News - Lidya Julita S, CNBC Indonesia
02 April 2020 13:11
Bank Indonesia (BI) menegaskan tidak akan melakukan kontrol terhadap lalu lintas devisa terutama bagi investor asing.
Jakarta, CNBC Indonesia - Bank Indonesia (BI) menegaskan tidak akan melakukan kontrol terhadap lalu lintas devisa terutama bagi investor asing.
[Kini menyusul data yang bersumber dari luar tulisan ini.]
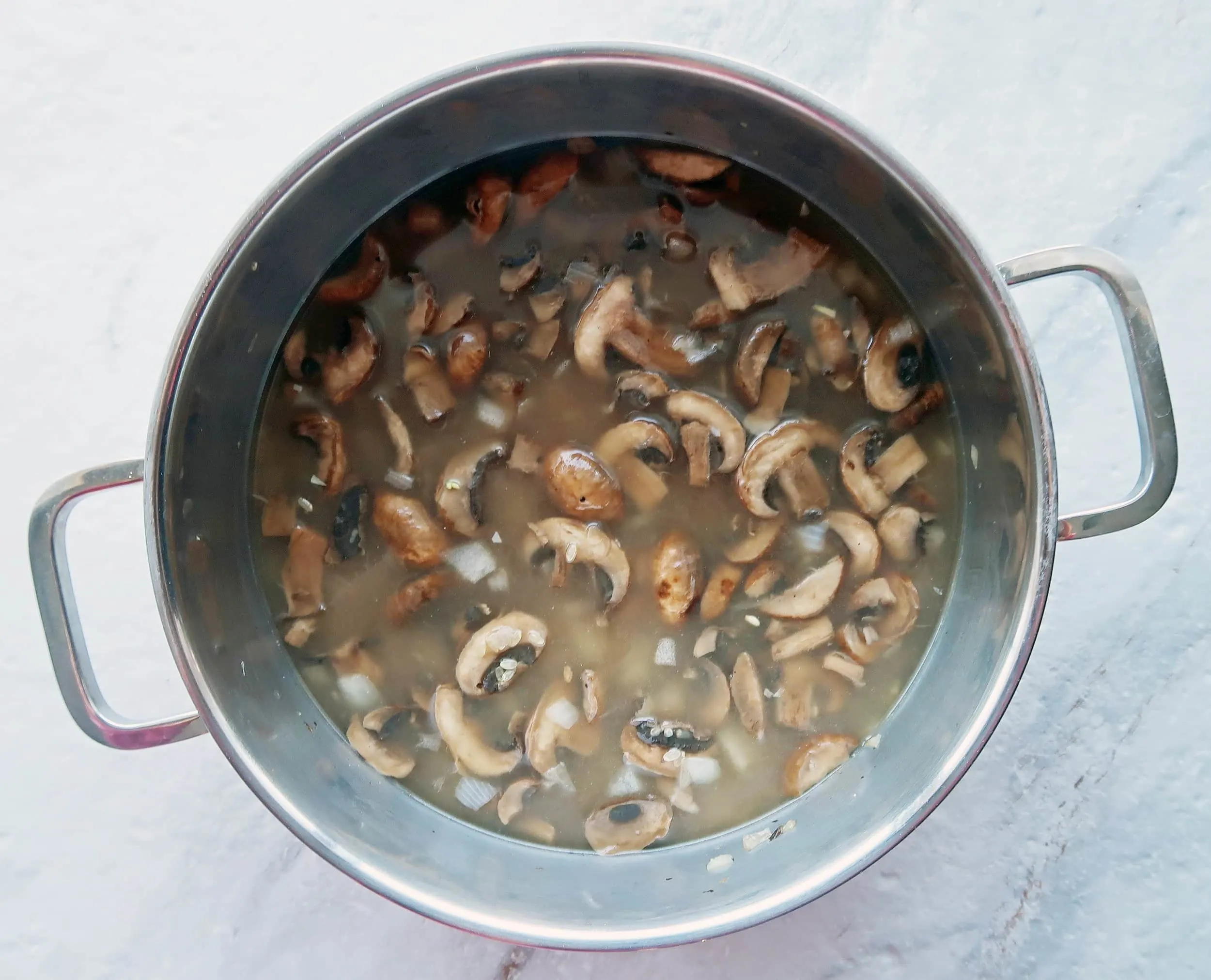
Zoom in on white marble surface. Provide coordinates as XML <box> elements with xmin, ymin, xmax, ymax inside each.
<box><xmin>0</xmin><ymin>0</ymin><xmax>1211</xmax><ymax>980</ymax></box>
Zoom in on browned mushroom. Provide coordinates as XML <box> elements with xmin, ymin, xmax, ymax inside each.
<box><xmin>652</xmin><ymin>530</ymin><xmax>702</xmax><ymax>625</ymax></box>
<box><xmin>374</xmin><ymin>492</ymin><xmax>447</xmax><ymax>568</ymax></box>
<box><xmin>543</xmin><ymin>446</ymin><xmax>622</xmax><ymax>521</ymax></box>
<box><xmin>707</xmin><ymin>228</ymin><xmax>828</xmax><ymax>312</ymax></box>
<box><xmin>295</xmin><ymin>412</ymin><xmax>349</xmax><ymax>497</ymax></box>
<box><xmin>316</xmin><ymin>233</ymin><xmax>388</xmax><ymax>303</ymax></box>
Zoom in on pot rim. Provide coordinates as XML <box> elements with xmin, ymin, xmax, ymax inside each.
<box><xmin>144</xmin><ymin>43</ymin><xmax>1057</xmax><ymax>949</ymax></box>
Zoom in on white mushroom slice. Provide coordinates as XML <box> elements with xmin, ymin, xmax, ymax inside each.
<box><xmin>404</xmin><ymin>344</ymin><xmax>455</xmax><ymax>421</ymax></box>
<box><xmin>825</xmin><ymin>510</ymin><xmax>883</xmax><ymax>581</ymax></box>
<box><xmin>731</xmin><ymin>320</ymin><xmax>786</xmax><ymax>408</ymax></box>
<box><xmin>454</xmin><ymin>612</ymin><xmax>547</xmax><ymax>698</ymax></box>
<box><xmin>434</xmin><ymin>440</ymin><xmax>506</xmax><ymax>538</ymax></box>
<box><xmin>757</xmin><ymin>556</ymin><xmax>845</xmax><ymax>619</ymax></box>
<box><xmin>770</xmin><ymin>615</ymin><xmax>833</xmax><ymax>660</ymax></box>
<box><xmin>862</xmin><ymin>316</ymin><xmax>925</xmax><ymax>412</ymax></box>
<box><xmin>869</xmin><ymin>433</ymin><xmax>929</xmax><ymax>493</ymax></box>
<box><xmin>293</xmin><ymin>412</ymin><xmax>349</xmax><ymax>497</ymax></box>
<box><xmin>782</xmin><ymin>731</ymin><xmax>857</xmax><ymax>796</ymax></box>
<box><xmin>434</xmin><ymin>684</ymin><xmax>522</xmax><ymax>778</ymax></box>
<box><xmin>530</xmin><ymin>517</ymin><xmax>631</xmax><ymax>609</ymax></box>
<box><xmin>526</xmin><ymin>680</ymin><xmax>601</xmax><ymax>773</ymax></box>
<box><xmin>652</xmin><ymin>530</ymin><xmax>702</xmax><ymax>625</ymax></box>
<box><xmin>585</xmin><ymin>796</ymin><xmax>673</xmax><ymax>854</ymax></box>
<box><xmin>736</xmin><ymin>419</ymin><xmax>840</xmax><ymax>517</ymax></box>
<box><xmin>321</xmin><ymin>316</ymin><xmax>379</xmax><ymax>404</ymax></box>
<box><xmin>282</xmin><ymin>525</ymin><xmax>328</xmax><ymax>618</ymax></box>
<box><xmin>345</xmin><ymin>709</ymin><xmax>417</xmax><ymax>779</ymax></box>
<box><xmin>731</xmin><ymin>653</ymin><xmax>765</xmax><ymax>741</ymax></box>
<box><xmin>707</xmin><ymin>228</ymin><xmax>828</xmax><ymax>312</ymax></box>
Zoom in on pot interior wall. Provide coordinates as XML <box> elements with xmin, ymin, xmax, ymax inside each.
<box><xmin>149</xmin><ymin>53</ymin><xmax>1054</xmax><ymax>947</ymax></box>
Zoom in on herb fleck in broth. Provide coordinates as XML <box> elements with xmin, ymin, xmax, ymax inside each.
<box><xmin>254</xmin><ymin>140</ymin><xmax>957</xmax><ymax>853</ymax></box>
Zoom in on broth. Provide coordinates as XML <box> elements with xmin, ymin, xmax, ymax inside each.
<box><xmin>253</xmin><ymin>140</ymin><xmax>958</xmax><ymax>853</ymax></box>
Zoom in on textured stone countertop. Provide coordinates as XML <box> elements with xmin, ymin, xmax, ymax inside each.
<box><xmin>0</xmin><ymin>0</ymin><xmax>1211</xmax><ymax>980</ymax></box>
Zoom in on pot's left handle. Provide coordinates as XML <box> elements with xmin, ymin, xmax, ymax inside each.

BI hanya akan melakukan pengelolaan devisa bagi penduduk Indonesia.

Pengelolaan ini sejalan dengan Peraturan Pemerintah Pengganti UU (Perppu) nomor 1 tahun 2020. Dalam hal ini, BI berwenang mengatur kewajiban penerimaan dan penggunaan devisa bagi penduduk termasuk mewajibkan konversi Devisa Hasil Ekspor (DHE) ke rupiah.

Gubernur Bank Indonesia Perry Warjiyo menekankan, untuk saat ini BI belum ada rencana mewajibkan eksportir untuk mengkonversi DHE nya ke rupiah.


"BI belum ada rencana wajibkan eksportir konversi dolar ke rupiah," ujar Perry, Kamis (2/4/2020).

Menurutnya, apa yang diatur dalam Perppu tersebut sebagai langkah antisipatif jika kondisi terburuk akibat Covid-19 terjadi. Itu adalah langkah antisipasi yang bisa digunakan saat kondisi perekonomian hingga pasar keuangan genting.

"Kemarin dimasukkan di Perppu pengelolaan devisa bagi penduduk Indonesia, kalau diperlukan eksportir wajib konversi dolar ke rupiah, tapi itupun kalau diperlukan," jelas Perry.

Ia pun berharap segala skenario terburuk tersebut tidak akan terjadi dengan kebijakan pencegahan yang dilakukan pemerintah dan BI serta OJK saat ini. Sehingga apa yang diatur dalam Perppu tidak perlu digunakan.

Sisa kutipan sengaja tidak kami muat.